The move is being considered by the government led by Prime Minister Sanae Takaichi, as the cost of living continues to put pressure on Japanese households.


Japan currently imposes an 8% tax on food and non-alcoholic beverages, compared to 10% on other goods.


With food prices continuing to rise and inflation remaining above the 2% target for four consecutive years, the proposal is seen as an effort to ease the burden on the people while at the same time strengthening political support ahead of the vote.


The issue has become increasingly heated with reports that the ruling Liberal Democratic Party (LDP) may make cutting food taxes a campaign promise.


Although no final decision has been made yet, top LDP leaders have insisted that they are committed to implementing what was agreed upon in the government coalition agreement.

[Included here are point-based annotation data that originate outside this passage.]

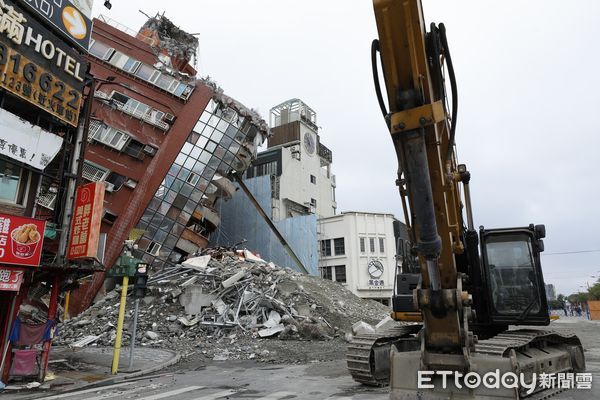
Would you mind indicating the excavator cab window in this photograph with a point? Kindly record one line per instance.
(516, 294)
(512, 274)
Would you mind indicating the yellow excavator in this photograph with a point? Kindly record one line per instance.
(471, 285)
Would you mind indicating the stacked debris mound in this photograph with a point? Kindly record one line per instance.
(222, 303)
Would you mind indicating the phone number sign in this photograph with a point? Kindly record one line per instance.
(21, 240)
(31, 82)
(37, 66)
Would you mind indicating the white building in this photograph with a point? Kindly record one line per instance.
(359, 250)
(299, 164)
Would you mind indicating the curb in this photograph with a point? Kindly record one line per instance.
(121, 378)
(113, 379)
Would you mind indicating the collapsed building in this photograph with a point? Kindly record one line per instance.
(163, 141)
(230, 305)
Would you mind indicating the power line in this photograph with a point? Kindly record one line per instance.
(572, 252)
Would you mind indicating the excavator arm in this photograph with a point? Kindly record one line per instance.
(495, 271)
(423, 135)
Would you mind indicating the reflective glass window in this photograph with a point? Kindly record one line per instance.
(187, 148)
(196, 152)
(180, 159)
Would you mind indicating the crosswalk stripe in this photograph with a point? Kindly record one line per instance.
(171, 393)
(215, 395)
(63, 395)
(119, 394)
(277, 396)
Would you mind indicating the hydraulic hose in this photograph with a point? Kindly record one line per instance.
(453, 88)
(374, 51)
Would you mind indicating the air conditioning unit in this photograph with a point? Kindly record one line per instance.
(150, 150)
(295, 152)
(169, 118)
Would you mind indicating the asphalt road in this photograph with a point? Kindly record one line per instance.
(319, 380)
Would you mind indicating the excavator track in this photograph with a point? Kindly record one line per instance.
(367, 357)
(523, 344)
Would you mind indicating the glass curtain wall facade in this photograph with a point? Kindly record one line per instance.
(181, 216)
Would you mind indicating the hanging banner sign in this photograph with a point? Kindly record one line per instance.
(38, 67)
(72, 18)
(21, 240)
(27, 143)
(87, 217)
(11, 279)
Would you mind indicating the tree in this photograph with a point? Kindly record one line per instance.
(594, 292)
(578, 297)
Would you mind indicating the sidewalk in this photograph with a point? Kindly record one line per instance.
(91, 366)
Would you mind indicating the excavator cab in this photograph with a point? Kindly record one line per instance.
(512, 285)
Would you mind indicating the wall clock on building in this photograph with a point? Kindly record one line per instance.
(309, 143)
(375, 269)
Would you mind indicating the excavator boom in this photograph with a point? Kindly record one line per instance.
(472, 285)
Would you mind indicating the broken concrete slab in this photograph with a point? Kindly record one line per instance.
(220, 306)
(274, 319)
(188, 322)
(151, 335)
(271, 331)
(197, 263)
(84, 341)
(194, 299)
(249, 256)
(385, 324)
(233, 279)
(362, 327)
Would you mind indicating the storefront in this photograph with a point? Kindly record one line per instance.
(44, 85)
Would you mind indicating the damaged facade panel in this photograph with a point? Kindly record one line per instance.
(163, 141)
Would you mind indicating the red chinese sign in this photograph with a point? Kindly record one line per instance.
(21, 240)
(87, 216)
(11, 279)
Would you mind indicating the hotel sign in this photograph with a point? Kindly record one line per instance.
(87, 217)
(21, 240)
(70, 17)
(38, 67)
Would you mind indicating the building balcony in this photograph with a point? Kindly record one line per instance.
(207, 214)
(146, 117)
(191, 241)
(225, 188)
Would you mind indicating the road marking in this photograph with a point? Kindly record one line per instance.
(119, 394)
(215, 395)
(277, 396)
(97, 389)
(171, 393)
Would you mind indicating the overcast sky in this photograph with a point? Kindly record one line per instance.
(528, 84)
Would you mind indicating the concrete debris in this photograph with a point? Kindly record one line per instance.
(385, 324)
(85, 341)
(197, 263)
(223, 306)
(151, 335)
(194, 299)
(274, 319)
(271, 331)
(235, 278)
(252, 257)
(362, 327)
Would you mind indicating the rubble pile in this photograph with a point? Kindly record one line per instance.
(221, 305)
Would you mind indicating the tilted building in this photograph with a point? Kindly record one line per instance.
(163, 141)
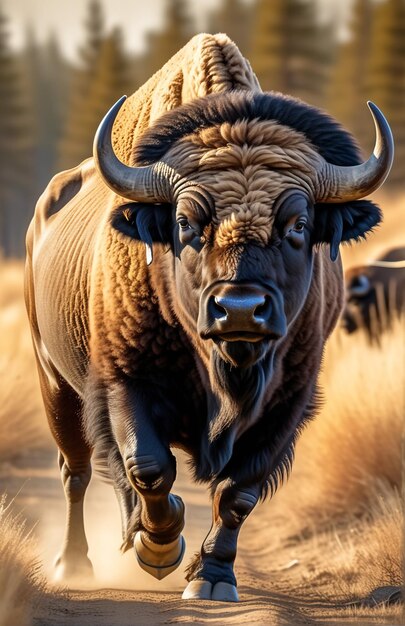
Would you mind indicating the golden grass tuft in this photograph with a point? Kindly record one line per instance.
(353, 447)
(21, 582)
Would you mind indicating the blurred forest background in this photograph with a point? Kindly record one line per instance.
(50, 107)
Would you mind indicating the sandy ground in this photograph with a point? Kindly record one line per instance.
(288, 572)
(282, 578)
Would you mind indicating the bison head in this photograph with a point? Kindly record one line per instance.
(243, 186)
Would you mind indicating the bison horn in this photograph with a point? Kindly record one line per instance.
(151, 183)
(342, 184)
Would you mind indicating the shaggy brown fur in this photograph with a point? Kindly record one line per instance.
(131, 353)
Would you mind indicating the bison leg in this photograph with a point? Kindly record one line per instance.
(63, 409)
(151, 470)
(211, 576)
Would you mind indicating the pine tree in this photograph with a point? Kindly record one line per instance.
(288, 52)
(46, 76)
(163, 44)
(15, 149)
(232, 17)
(385, 79)
(74, 145)
(347, 92)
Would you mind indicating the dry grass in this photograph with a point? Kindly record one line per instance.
(346, 483)
(23, 425)
(21, 581)
(354, 445)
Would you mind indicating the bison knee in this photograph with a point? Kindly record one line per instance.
(149, 474)
(235, 506)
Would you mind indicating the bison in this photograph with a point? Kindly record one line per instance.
(375, 294)
(180, 287)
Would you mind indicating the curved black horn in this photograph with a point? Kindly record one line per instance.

Interestingly, the opposition is not left behind. The new Centrist Reform Alliance bloc has also expressed its intention to cut sales taxes, but has vowed to do so without adding to the national debt, making the issue a key battleground between Japan’s two biggest political forces.


Markets have reacted early. Shares in food-related companies such as Yamazaki Baking and Seven & i Holdings (7-Eleven) have surged, reflecting expectations that lower taxes could boost consumer spending.


With Takaichi’s popularity still high, he is seen as betting this election on a stronger mandate to pursue more aggressive economic policies.


However, half of respondents to a public opinion poll disagree with a snap election, suggesting that an LDP victory is far from certain.


One thing is clear: whoever wins, the fate of food taxes will shape the direction of Japan’s economy and politics for the foreseeable future.